Павлу в эту ночь никак не хотелось спать, в голову лезли мысли одна мрачнее другой. Зеленцов с Виктором не поддержали начатого было разговора, и сибиряк обрадовался, что молчаливый сосед наконец заговорил. Плохой, нечеткий выговор слов, продолжительные паузы между ними говорили Малышеву, что перед ним — не русский. Имя тоже — Арнольд… Что это за имя?
Устроившись между Павлом и Виктором, Арнольд притих; окликнув его, Малышев не получил ответа.
«И этот уснул… Спят, черти, и голод им нипочем…»
Закрыв глаза, сибиряк стал вспоминать небольшое село над Енисеем и тайгу, и своего древнего, но еще крепкого деда, который настойчиво передавал единственному внуку свои охотничьи навыки и знания.
И потом Малышев думал о том, что однажды они обложили соболя, но соболь попался хитрый… Взобравшись на невысокую березку, он легко перемахнул через сеть… Сибиряк видел белую сказочную тайгу, холодное солнце, горные кряжи… Но это были уже не мысли — это был сон. Он уснул незаметно для себя, и Арнольд, глядя перед собой измученными бессонницей глазами, слушал неясный шепот разговаривающего во сне сибиряка.
Бывший рядовой 78-го моторизованного полка из девятой полевой армии группы «Центр» Арнольд Кинкель не спал ночи подряд. Дрожа от холода, лежал молча, впадая порой в странное состояние, похожее на что-то среднее между бредом и явью. Тогда в сознании все путалось, холодная кашляющая и хрипящая темнота в бараке расцвечивалась пугающей фантазией воспаленного мозга. Прошлое сматывалось в пестрый и беспорядочный клубок воспоминаний, мыслей, образов, чувств. Он словно одновременно был и мальчиком, и юношей, и солдатом, словно в одно и то же время наблюдал, как мнут танки гусеницами виноградники Франции и полыхают русские села. Этот бред всегда пугал Кинкеля, и он старался ему не поддаваться, старался думать только о детстве или о жене и дочери, пытался представить, чем они заняты в ту самую минуту, когда он о них думает.

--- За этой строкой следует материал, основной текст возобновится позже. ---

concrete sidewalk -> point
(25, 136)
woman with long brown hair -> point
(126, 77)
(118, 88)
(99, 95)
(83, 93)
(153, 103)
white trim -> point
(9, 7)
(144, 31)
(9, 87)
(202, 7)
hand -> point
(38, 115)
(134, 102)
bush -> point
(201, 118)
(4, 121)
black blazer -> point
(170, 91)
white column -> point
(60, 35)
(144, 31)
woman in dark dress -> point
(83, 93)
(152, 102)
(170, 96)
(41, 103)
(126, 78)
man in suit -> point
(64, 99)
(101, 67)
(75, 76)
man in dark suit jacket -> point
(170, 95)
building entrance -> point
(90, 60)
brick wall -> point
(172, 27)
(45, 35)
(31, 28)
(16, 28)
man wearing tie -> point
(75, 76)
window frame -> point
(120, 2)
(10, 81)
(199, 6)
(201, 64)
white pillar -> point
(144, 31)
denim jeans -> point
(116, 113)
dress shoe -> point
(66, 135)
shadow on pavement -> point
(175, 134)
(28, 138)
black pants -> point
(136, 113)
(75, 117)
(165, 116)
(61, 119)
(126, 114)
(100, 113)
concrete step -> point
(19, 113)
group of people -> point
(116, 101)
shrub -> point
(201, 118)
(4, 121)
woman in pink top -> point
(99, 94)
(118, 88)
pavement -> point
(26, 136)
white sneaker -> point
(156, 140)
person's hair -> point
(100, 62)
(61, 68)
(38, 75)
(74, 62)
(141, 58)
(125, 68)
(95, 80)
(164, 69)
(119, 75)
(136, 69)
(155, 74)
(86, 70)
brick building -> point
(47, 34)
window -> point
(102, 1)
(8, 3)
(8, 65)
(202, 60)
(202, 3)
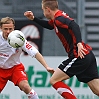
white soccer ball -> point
(16, 39)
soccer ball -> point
(16, 39)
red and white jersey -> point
(10, 56)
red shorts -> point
(14, 74)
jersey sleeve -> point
(44, 23)
(74, 27)
(30, 49)
(62, 21)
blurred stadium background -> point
(85, 13)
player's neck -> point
(54, 12)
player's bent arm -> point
(43, 23)
(41, 59)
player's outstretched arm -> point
(29, 15)
(41, 59)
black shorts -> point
(84, 69)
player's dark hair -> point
(52, 4)
(6, 20)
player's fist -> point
(29, 15)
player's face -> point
(46, 12)
(6, 29)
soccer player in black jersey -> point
(81, 61)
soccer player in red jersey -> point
(10, 66)
(81, 61)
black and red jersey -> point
(67, 30)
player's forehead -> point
(6, 20)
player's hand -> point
(29, 15)
(51, 70)
(81, 50)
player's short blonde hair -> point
(7, 20)
(52, 4)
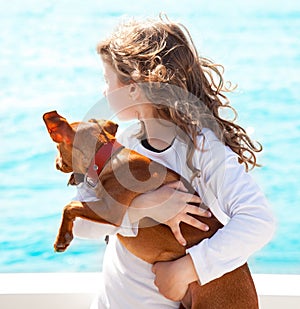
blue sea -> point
(48, 62)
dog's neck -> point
(104, 153)
(102, 156)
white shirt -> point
(229, 192)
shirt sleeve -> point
(251, 222)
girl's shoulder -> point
(211, 150)
(127, 134)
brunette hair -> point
(186, 89)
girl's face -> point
(118, 95)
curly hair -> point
(186, 89)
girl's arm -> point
(169, 205)
(224, 185)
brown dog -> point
(90, 151)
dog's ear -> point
(58, 128)
(107, 125)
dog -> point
(90, 151)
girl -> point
(154, 74)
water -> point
(48, 61)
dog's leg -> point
(70, 212)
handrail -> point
(76, 290)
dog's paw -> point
(62, 243)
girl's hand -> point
(169, 205)
(173, 278)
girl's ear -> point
(58, 128)
(134, 91)
(110, 127)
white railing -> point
(76, 290)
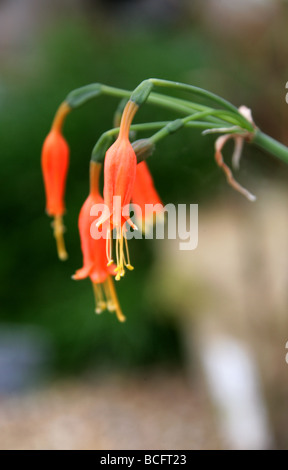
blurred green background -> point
(58, 46)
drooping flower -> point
(94, 251)
(55, 162)
(145, 198)
(119, 178)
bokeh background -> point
(200, 362)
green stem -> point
(106, 139)
(270, 145)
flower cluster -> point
(127, 178)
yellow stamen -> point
(59, 229)
(100, 304)
(112, 299)
(60, 116)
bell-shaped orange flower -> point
(94, 251)
(55, 162)
(146, 200)
(119, 178)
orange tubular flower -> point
(119, 178)
(55, 162)
(146, 200)
(94, 252)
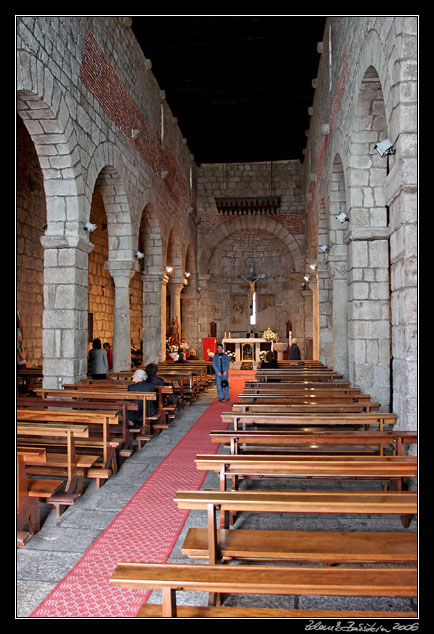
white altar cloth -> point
(255, 343)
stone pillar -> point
(368, 312)
(154, 317)
(314, 287)
(338, 272)
(175, 288)
(64, 321)
(122, 272)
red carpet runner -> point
(145, 530)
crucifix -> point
(251, 278)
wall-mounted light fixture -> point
(385, 148)
(342, 217)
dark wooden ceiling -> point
(240, 86)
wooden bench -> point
(314, 441)
(100, 422)
(399, 503)
(316, 405)
(117, 437)
(297, 375)
(282, 580)
(29, 492)
(386, 468)
(313, 547)
(304, 396)
(300, 419)
(90, 392)
(70, 465)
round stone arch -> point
(66, 244)
(258, 223)
(107, 169)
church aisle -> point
(131, 516)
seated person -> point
(270, 361)
(151, 371)
(139, 384)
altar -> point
(246, 349)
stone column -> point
(175, 288)
(368, 312)
(338, 272)
(122, 272)
(154, 317)
(64, 321)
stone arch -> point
(259, 223)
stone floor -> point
(52, 552)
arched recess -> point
(225, 296)
(154, 281)
(65, 243)
(260, 223)
(369, 330)
(336, 259)
(31, 218)
(175, 284)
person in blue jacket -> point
(221, 364)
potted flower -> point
(270, 335)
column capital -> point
(338, 270)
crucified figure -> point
(251, 280)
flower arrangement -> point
(269, 335)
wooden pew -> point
(29, 491)
(159, 421)
(314, 405)
(169, 578)
(117, 440)
(386, 468)
(70, 465)
(285, 396)
(302, 388)
(225, 503)
(297, 375)
(299, 419)
(100, 420)
(91, 393)
(314, 441)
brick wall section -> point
(102, 80)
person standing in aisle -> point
(221, 364)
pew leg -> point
(169, 602)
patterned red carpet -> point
(145, 530)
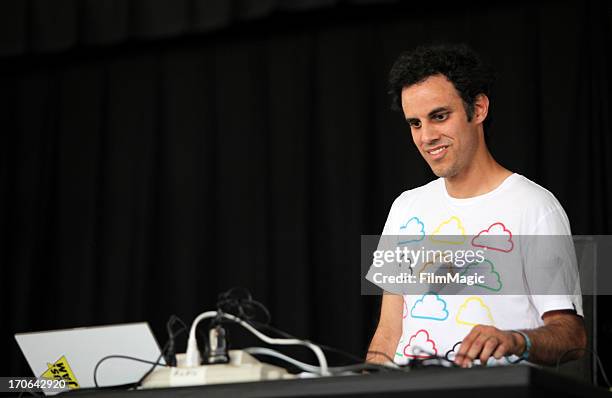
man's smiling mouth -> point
(438, 151)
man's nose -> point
(429, 133)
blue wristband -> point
(525, 354)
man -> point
(443, 92)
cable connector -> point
(192, 356)
(217, 346)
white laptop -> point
(73, 353)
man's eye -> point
(440, 116)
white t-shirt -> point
(518, 207)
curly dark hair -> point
(461, 65)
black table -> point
(494, 382)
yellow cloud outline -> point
(464, 306)
(439, 228)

Но в этот вечер, после своей неожиданной вспышки, все старание Кинкеля сосредоточиться на чем-нибудь одном оказалось тщетным. Он был слишком взволнован и, желая успокоиться, говорил себе:
— Нервы, нервы, мальчик…
Из тех людей, среди которых он находился, пока еще ни один человек не знал — кто он. Его считали или латышом, или эстонцем. Кинкель не раз задавал себе вопрос, как бы на него стали глядеть, если бы узнали, что он прошел с автоматом в руках чуть ли не по всей Европе, от Ла-Манша до Подмосковья? Солдат фюрера, хмельная слава и белокурая краса Третьего Рейха. Прославленный мотополк, чужие дороги, чужие обычаи, своя и чужая кровь… Длинные письма из дому, источавшие женскую тоску и тревогу. И в памяти последнее тайное заседание функционеров перед мобилизацией в армию. «Мы должны, — требовала партия, — посылать самых надежных товарищей в армию, на заводы, в нацистские учреждения. Нужно разъяснять немцам, к чему ведут Германию нацисты. Нужно разъяснить, что Гитлер — это война без конца…»
Страна, опутанная нацистской пропагандой, охваченная психозом слежки и доносов, превращалась в огромный концлагерь мысли. Особые трудности представляла работа в армии, к тому же еще одерживающей победу за победой. Работа сводилась в основном к тому, чтобы заставить солдат задуматься, понять причину необыкновенной легкости одерживаемых побед. Нужно было во что бы то ни стало показать им конечный итог пути, по которому вел Германию нацизм.
Незаметная, кропотливая и, казалось бы, безнадежная работа. Могли арестовать за одно неосторожное слово, за усмешку не вовремя; многие не выдерживали, иные просто теряли веру. Особенно участились такие случаи после заключения договора о ненападении между Германией и Советским Союзом. Секретное указание нацистского руководства, сделанное для предотвращения шатаний среди рядовых членов национал-социалистической партии, о том, что заключение этого договора не означает перемены политики в отношении коммунизма, мало что изменило. Это был строго секретный документ, и не было никакой возможности ознакомить с ним всех коммунистов.
Лишь нападение Германии на Советский Союз коренным образом переменило всю обстановку. Разрозненные, обескровленные, зачастую лишенные руководства организации, тысячи коммунистов активизировались. К этому времени полк, в котором служил Арнольд Кинкель, стоял в Польше на границе с Россией, напротив белорусского города Белостока. Перейдя по приказу границу и оставляя Минск справа по пути своего движения, полк в составе дивизии взял направление на междуречье Западной Двины и Днепра.